If you ask Marx, history is pretty much the story of rebellion against rules and order. "Hitherto, philosophers have sought to understand the world; the point, however, is to change it," he once said. Now, while others call for changing the government by reforming it through voting or by establishing new systems of governance, Marx in the Communist Manifesto was all about cooking up a revolution—a violent one, if necessary—that would put the working class in power.
Questions About Rules and Order
A strike happens when laborers of a particular type refuse to work. A general strike is when all laborers refuse to work, and that's usually coordinated through unions. Have you ever seen a strike? If workers were picketing outside a store, would you still go in? Why or why not?
If Marx is right, why is the bourgeoisie still the most powerful class? He says the proletariat has nothing to lose from a revolution but its chains. Do such chains truly exist? If so, why can't the proletariat remove them?

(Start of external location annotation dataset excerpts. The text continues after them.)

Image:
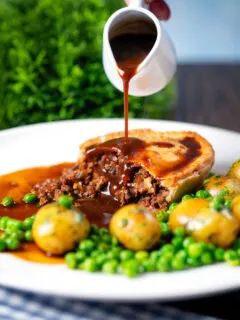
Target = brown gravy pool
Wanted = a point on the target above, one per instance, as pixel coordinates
(129, 51)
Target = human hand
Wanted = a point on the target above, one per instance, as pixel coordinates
(158, 7)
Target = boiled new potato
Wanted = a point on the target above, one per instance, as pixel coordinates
(205, 224)
(235, 207)
(234, 170)
(136, 227)
(58, 229)
(219, 184)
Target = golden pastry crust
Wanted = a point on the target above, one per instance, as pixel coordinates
(179, 168)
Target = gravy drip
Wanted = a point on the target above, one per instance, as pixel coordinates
(129, 51)
(16, 185)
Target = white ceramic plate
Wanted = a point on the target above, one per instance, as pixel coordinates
(57, 142)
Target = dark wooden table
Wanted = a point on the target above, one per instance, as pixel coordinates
(210, 94)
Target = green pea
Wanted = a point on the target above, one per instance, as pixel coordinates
(103, 231)
(12, 243)
(162, 216)
(19, 235)
(94, 229)
(86, 245)
(195, 250)
(3, 222)
(30, 198)
(219, 254)
(167, 248)
(210, 247)
(15, 224)
(193, 262)
(95, 238)
(236, 244)
(178, 263)
(165, 229)
(8, 231)
(172, 206)
(106, 238)
(27, 223)
(217, 203)
(93, 254)
(90, 265)
(2, 245)
(202, 194)
(126, 255)
(101, 259)
(65, 201)
(81, 256)
(131, 268)
(187, 241)
(7, 202)
(230, 255)
(179, 232)
(233, 263)
(4, 236)
(164, 264)
(177, 243)
(187, 197)
(206, 258)
(154, 255)
(70, 259)
(115, 242)
(149, 265)
(110, 266)
(141, 255)
(28, 236)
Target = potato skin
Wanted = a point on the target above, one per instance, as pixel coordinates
(204, 224)
(136, 227)
(216, 184)
(235, 207)
(57, 229)
(234, 170)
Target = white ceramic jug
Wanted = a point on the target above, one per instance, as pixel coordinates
(158, 68)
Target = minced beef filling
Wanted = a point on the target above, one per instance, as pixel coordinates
(108, 174)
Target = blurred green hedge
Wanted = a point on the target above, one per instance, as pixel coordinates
(51, 63)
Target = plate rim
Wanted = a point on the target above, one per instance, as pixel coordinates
(109, 297)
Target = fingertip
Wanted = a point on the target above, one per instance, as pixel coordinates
(160, 9)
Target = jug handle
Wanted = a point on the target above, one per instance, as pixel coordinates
(137, 4)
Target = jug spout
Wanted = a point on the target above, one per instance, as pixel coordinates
(156, 70)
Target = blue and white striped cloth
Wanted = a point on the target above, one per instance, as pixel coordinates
(18, 305)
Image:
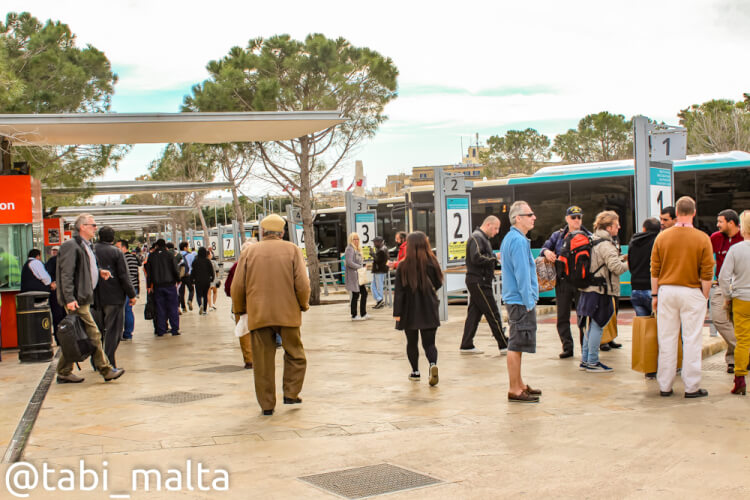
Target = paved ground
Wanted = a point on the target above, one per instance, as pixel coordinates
(593, 435)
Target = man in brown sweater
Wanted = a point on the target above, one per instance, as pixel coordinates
(681, 271)
(271, 285)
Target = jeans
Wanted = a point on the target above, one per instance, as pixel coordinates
(129, 319)
(377, 286)
(641, 301)
(591, 340)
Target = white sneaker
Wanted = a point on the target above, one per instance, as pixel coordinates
(433, 375)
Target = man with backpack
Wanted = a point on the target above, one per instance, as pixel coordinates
(78, 275)
(186, 282)
(565, 293)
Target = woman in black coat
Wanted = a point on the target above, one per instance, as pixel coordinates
(415, 303)
(203, 276)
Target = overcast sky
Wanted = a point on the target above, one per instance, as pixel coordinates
(465, 67)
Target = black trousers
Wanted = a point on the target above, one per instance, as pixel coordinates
(186, 283)
(566, 297)
(201, 292)
(111, 322)
(428, 344)
(362, 296)
(482, 303)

Discussions about creating massive societal change often break down into a simple choice between violent revolution and reform. The reform stance suggests democracies can rearrange existing private-property relationships and access to the means of production in a way that meets the needs of all people. Violent revolution says you should kill the authorities, take power, and somehow be nice afterward. But what if neither of those options is good? How else can create wide-scale cooperation without recreating exploitation?
Chew on This
If you could create one document advocating for massive political change, it should make use of rhetorical devices and be wild.
If you could create one document advocating for massive political change, it should contain peer-reviewed scientific studies and lengthy, calm considerations of multiple points of view.